Aus einem Brief vom 2. Oktober 1935

Offensichtlich von den Eltern ermahnt, sich von jüdischen Freunden zurückzuziehen, schreibt Eva Hermann:

„Da …. ein Abbruch der Beziehungen schon rein beruflich nicht in Frage kommt, so dürfte in unserer Existenz so manches Häkchen untilgbar sein, an dem ‘gute Freunde, getreue Nachbarn und desgl.’ irgendetwas Nettes auf- und anhängen können, so es sie danach gelüstet. In solchen Fällen beschränkt man sich bekanntlich nicht darauf, das gegenwärtige Leben der Leute zu revidieren, sondern kümmert sich auch eingehend um ihre Vergangenheit. Da dürfte bei uns einiges nicht auszuradieren sein. Wir wollen also einer etwaigen Untersuchungskommission doch nicht den Kummer bereiten, zu allem übrigen auch noch eine Rechtsum-Kehrtwendung mit Rückgratbruch zutage fördern zu müssen. Es lohnt sich nicht.“

Vielleicht ginge es bei anderen

„wirklich nur um ein Überbordwerfen von Grundsätzen. Vielleicht sind sie zu anderen Aufgaben gerufen. Bei mir handelt es sich um viel Einfacheres: um Gehorsam. Der Unterschied zwischen …. den anderen und mir ist, daß sie einem anderen Herrn hörig sind. Damit gelten für sie andere Befehle …“.

„Wenn es sich …. darum handelt, Gott mehr zu gehorchen als den Menschen, so hoffe und wünsche ich, aus Seiner Kraft stets ein unerschütterliches Nein zu finden, was es auch kosten mag. Vor dieser elementaren Grundwahrheit des Christentums, der Vaterschaft Gottes und der daraus folgenden Bruderschaft aller Menschen gibt es für mich keinen Kompromiß. Gerade weil heute so wenige davon zu wissen scheinen, sind die, die es wissen, unentrinnbar verpflichtet, davon zu zeugen.
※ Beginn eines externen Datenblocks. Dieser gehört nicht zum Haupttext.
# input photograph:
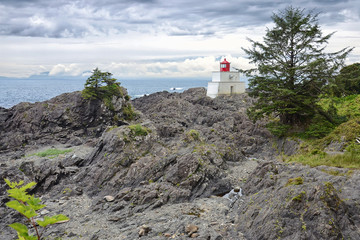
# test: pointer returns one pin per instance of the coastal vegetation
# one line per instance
(28, 206)
(293, 72)
(53, 152)
(306, 93)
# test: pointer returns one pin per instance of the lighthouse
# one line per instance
(225, 82)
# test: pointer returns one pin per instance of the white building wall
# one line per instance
(225, 83)
(213, 88)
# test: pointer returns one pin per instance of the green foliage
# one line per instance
(346, 160)
(101, 85)
(292, 68)
(138, 130)
(27, 205)
(192, 135)
(318, 128)
(277, 128)
(51, 152)
(128, 112)
(299, 197)
(295, 181)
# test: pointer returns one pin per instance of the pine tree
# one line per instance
(292, 69)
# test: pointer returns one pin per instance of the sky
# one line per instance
(150, 38)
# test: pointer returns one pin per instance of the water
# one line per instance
(14, 91)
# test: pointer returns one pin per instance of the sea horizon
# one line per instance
(16, 90)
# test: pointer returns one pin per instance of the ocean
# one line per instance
(14, 91)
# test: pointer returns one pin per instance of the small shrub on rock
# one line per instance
(27, 205)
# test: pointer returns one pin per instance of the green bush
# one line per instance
(138, 130)
(51, 152)
(128, 111)
(278, 129)
(27, 205)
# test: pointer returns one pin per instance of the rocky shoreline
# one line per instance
(163, 175)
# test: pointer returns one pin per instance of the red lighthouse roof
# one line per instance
(224, 66)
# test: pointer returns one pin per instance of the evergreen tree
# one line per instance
(292, 69)
(100, 85)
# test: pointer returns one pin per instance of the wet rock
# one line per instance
(144, 230)
(109, 198)
(191, 230)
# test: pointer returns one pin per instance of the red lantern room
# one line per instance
(224, 66)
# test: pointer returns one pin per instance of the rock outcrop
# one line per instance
(67, 118)
(165, 174)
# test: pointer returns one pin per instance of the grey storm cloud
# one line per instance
(66, 18)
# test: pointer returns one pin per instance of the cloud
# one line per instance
(149, 37)
(65, 18)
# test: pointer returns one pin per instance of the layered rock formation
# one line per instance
(164, 175)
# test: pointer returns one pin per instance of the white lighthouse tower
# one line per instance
(225, 82)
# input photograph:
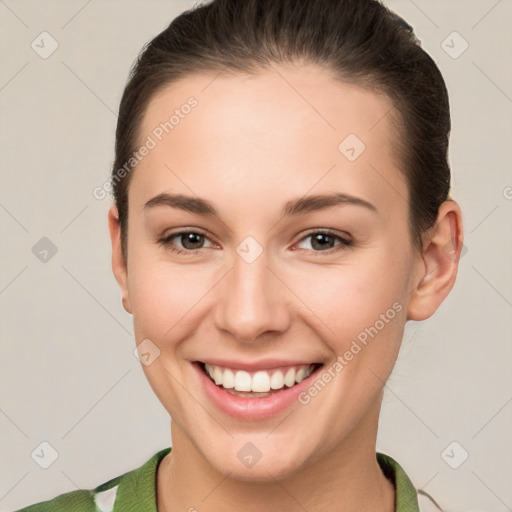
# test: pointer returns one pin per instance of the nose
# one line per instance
(252, 301)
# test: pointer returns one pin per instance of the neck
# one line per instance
(347, 475)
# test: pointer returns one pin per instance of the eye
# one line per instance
(191, 241)
(324, 241)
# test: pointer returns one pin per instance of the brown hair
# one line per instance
(360, 41)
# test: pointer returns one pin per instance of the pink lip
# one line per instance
(265, 364)
(251, 409)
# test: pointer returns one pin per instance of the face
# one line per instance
(302, 301)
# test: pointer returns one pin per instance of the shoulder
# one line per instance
(135, 487)
(408, 498)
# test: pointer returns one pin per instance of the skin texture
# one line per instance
(252, 144)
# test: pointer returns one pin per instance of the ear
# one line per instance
(119, 265)
(440, 260)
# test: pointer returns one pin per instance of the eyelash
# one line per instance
(345, 243)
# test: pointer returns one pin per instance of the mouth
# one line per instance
(261, 383)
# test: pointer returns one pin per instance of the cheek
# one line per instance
(165, 297)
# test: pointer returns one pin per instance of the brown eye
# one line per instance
(191, 242)
(325, 241)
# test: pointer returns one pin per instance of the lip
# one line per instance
(264, 364)
(252, 409)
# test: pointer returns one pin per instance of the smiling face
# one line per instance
(268, 280)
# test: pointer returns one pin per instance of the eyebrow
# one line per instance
(300, 206)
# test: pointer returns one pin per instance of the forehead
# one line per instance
(278, 133)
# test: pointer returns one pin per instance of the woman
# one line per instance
(281, 211)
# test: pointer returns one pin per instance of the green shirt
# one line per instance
(134, 491)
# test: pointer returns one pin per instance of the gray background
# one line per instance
(67, 371)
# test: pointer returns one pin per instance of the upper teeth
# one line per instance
(260, 381)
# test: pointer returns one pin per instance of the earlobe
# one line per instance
(119, 266)
(440, 259)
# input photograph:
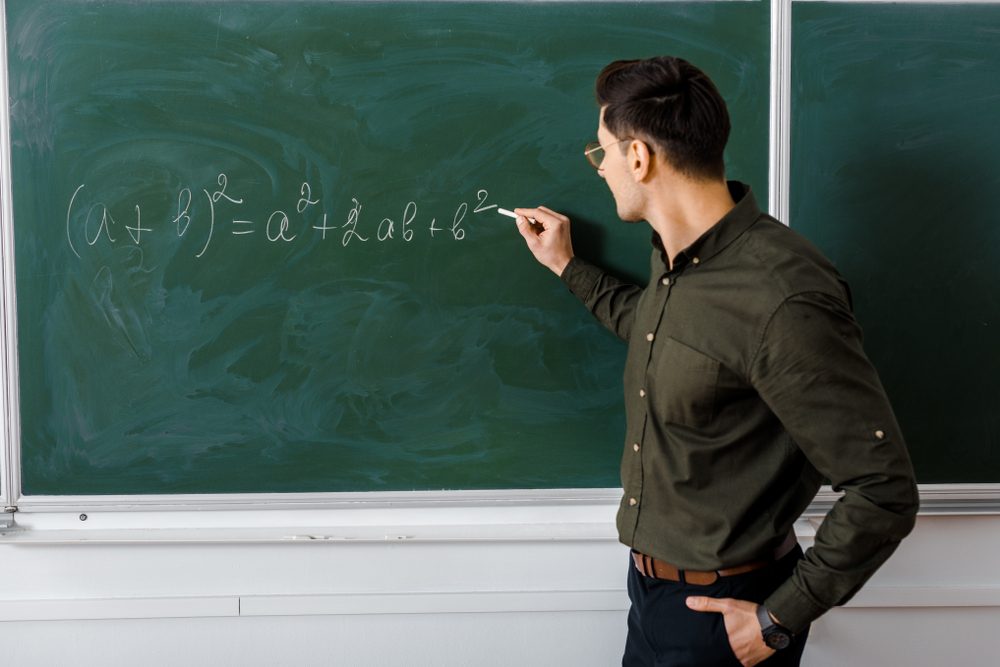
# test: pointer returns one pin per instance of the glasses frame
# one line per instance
(594, 146)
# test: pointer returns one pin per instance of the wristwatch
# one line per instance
(775, 636)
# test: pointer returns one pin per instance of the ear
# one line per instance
(639, 159)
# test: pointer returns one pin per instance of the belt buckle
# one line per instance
(699, 578)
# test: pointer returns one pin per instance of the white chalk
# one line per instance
(511, 214)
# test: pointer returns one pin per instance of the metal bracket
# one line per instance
(7, 523)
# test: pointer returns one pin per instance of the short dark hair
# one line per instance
(671, 103)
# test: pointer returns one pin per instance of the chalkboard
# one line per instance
(257, 247)
(895, 174)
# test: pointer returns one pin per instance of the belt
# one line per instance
(658, 569)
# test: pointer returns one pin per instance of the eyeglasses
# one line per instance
(594, 152)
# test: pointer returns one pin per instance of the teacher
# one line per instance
(746, 385)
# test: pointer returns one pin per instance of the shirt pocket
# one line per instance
(686, 385)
Wer wie wir in relativ gesicherter Lage ist, dem entspringt daraus die Verpflichtung, für einige andere einzuspringen, die sich weniger sicher fühlen, Dinge zu tun, die sie unterlassen müssen, wieder gutzumachen, was andere anrichten. Das scheint mir keine Verkennung von Tatsachen, sondern das Rechnen mit einer Realität, die wirklicher und unbedingter ist als unsere bürgerliche Existenz, ja als unser kleines Menschenleben. Was daraus für Folgen entstehen können, fragt Ihr, für uns und für Euch und für andere? Das geht mich glücklicherweise gar nichts an …“

„Ich möchte gern zu denen rechnen, denen gelegentlich bezeugt worden ist, daß sie keinen knechtischen Geist empfangen haben…“

Es sei ihnen klar geworden, daß sie zwischen zwei Wegen den schwereren und unsichereren gewählt hätten.

„Wir bereuen es nicht und gehen ihn fröhlich. Flucht und Rückzug sind abgeschnitten.

Im Grund habt Ihr ja wohl eine ähnliche Antwort erwartet und wäret enttäuscht, wenn sie anders ausgefallen wäre. Und nun wollen wir die Zukunft sich selbst überlassen und uns um sie kümmern, wenn sie Gegenwart geworden ist.“

Quelle: von Konrad Tempel zur Verfügung gestellt.